# Anyone seen a full building system like this??



## tomjones (Dec 22, 2007)

I stumbled across this page while looking for something else. Have any of you every seen a functioning system like this. Interesting concept that might not add an awful lot of expense at the front end if you could find a good source of clear panels.

http://www.public.iastate.edu/~mwps_dis/mwps_web/plans/8190


I have seen Gary's outbuilding, Gary, Any thoughts???

Perhaps integrate a series of ducts into the rafter span, insulate the backsides???

They use clear panels. What about dark colored steel??

Might be a good conversation.

Tom


----------



## wy_white_wolf (Oct 14, 2004)

Link didn't work for me


----------



## Explorer (Dec 2, 2003)

I think the site is blocking entry due to not being an authorized user.


----------



## tomjones (Dec 22, 2007)

Try again...

http://www.public.iastate.edu/~mwps_dis/mwps_web/plans/81901.pdf


----------



## SolarGary (Sep 8, 2005)

Hi Tom,
It seems like a pretty complex design. I'm not really sure I even understand all the air paths and gadgets.

If both the south (long) wall and the south roof are glazed, the collector area seems gigantic for the size of the building?

I think it might be a case of some designers getting a bit over enthusiastic in the 80's -- lots of good designs from then, but some got a bit carried away.

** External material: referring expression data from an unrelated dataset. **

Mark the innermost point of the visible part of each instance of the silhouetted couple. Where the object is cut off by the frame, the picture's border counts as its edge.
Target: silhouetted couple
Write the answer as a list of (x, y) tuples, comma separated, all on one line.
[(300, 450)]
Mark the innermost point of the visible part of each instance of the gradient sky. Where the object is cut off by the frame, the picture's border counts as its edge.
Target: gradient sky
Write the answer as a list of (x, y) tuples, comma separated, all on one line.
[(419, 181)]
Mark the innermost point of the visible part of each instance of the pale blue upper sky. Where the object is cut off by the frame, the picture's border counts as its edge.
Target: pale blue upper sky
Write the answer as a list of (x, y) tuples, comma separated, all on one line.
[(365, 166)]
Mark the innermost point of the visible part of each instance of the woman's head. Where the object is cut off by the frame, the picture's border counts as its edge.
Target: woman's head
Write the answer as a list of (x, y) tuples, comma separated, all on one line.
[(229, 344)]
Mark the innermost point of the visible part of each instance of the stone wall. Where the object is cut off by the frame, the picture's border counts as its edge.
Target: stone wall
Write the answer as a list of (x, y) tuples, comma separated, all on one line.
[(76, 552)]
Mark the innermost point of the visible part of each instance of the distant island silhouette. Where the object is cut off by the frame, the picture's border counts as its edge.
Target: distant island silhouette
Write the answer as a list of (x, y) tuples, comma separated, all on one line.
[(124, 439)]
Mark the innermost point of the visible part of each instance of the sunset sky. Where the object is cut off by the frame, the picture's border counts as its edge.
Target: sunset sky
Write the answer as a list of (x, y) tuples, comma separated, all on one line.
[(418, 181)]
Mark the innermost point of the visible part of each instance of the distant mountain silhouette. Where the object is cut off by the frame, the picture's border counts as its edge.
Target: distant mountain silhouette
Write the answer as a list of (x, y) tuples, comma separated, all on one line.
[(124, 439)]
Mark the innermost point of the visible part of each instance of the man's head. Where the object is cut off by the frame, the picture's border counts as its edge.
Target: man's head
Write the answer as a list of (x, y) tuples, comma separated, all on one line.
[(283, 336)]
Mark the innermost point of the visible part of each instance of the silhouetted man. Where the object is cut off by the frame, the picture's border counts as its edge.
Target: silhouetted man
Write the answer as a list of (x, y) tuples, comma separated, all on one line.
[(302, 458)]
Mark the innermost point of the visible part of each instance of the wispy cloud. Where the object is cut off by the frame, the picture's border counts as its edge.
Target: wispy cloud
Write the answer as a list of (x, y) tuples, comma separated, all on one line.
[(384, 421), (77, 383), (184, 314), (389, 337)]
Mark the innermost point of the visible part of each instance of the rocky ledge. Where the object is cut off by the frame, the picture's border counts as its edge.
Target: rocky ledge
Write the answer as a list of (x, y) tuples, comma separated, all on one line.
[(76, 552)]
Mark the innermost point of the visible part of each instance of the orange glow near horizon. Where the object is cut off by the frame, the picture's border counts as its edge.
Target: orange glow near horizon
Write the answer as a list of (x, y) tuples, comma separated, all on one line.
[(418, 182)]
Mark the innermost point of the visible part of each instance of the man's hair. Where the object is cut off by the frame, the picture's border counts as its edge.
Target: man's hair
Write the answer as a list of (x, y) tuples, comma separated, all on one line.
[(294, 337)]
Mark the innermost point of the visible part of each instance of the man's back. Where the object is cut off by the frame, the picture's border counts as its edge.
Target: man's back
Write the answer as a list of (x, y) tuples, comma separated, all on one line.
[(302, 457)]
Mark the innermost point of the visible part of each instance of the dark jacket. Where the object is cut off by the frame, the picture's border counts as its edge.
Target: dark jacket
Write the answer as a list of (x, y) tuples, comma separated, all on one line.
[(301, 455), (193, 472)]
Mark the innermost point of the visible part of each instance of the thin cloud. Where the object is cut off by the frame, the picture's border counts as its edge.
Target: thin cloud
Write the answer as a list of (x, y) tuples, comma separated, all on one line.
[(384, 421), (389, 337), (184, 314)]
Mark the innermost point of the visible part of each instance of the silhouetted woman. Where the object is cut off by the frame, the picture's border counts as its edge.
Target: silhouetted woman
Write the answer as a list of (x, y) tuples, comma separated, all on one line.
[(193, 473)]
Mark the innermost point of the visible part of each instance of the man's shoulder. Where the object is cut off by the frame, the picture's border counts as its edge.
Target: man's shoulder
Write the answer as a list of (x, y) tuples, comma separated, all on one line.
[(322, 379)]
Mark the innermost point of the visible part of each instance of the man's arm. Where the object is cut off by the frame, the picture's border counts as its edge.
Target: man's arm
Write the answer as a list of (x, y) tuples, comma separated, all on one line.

If if were doing a shop from scratch, I'd use something like this:
http://www.builditsolar.com/Projects/SpaceHeating/SolarGarageCollector/garcol.htm

Its simple, cheap, passive (mostly), and it gives just outstanding lighting in the shop. If I could start from scratch, I'd make the shop longer in the E-W direction, include more thermal mass, insulate better (especially under the floor), and include a wood heater to make use of all the scraps I make 

Gary


----------



## wy_white_wolf (Oct 14, 2004)

Might try googling "Thermal Envelope House" or "Double Envelope House." This seems to be along the same concept but I've never seem one built.

The second link worked.


----------



## WisJim (Jan 14, 2004)

Is the question whether you can collect heat in the summer and use it in the winter? The answer to that is "yes", but you need a lot more storage than shown in the link above.

Some more info:
http://www.greenershelter.org/index.php?pg=2
A house using this method:
http://daycreek.com/dc/html/house_specs.htm


----------



## fishhead (Jul 19, 2006)

I've heard of an ice fishing house that had one wall made from clear plexiglass. It was probably pretty toasty in February.


----------



## tomjones (Dec 22, 2007)

No, the main thought here in my mind is that generally roof mounted thermal system around here are mounted _exteriorto the roof. IOW they are added strucures, not integral. This is a was of making the roof structure into a multi purpose unit providing both a normal function and a heat gathering one. The building I am planning right now will have rafter spans of * feet rafter to rafter on a 44 foot width. I just found poly carbonate panels which would mesh exactly with my steel roofing I amgoing ot put on the roof. I am thinking more seriously about sealing the area under the purlins with plywood or osb painted black, then using an air handler of some sort to pump the heat around for both building heat and possibly some overnight storage. I would think it would be relatively easy to integrate some water heating collectors into this 8x44 foot solar collector as well. No off season storage, just pumping it around for nighttime and cloudy day use. Again *without any add on exterior structures to the building.* Because of my hobbies, I may even be able to use the summer heat to run a kiln for drying lumber, but most of the summer heat would simply be turned loose through properly sized eave and peak vents. 

I simply thought it was a somewhat fascinating design. I think if I were going to do the storage though I would use water as the mediam rather than trying to force air through the rocks._


----------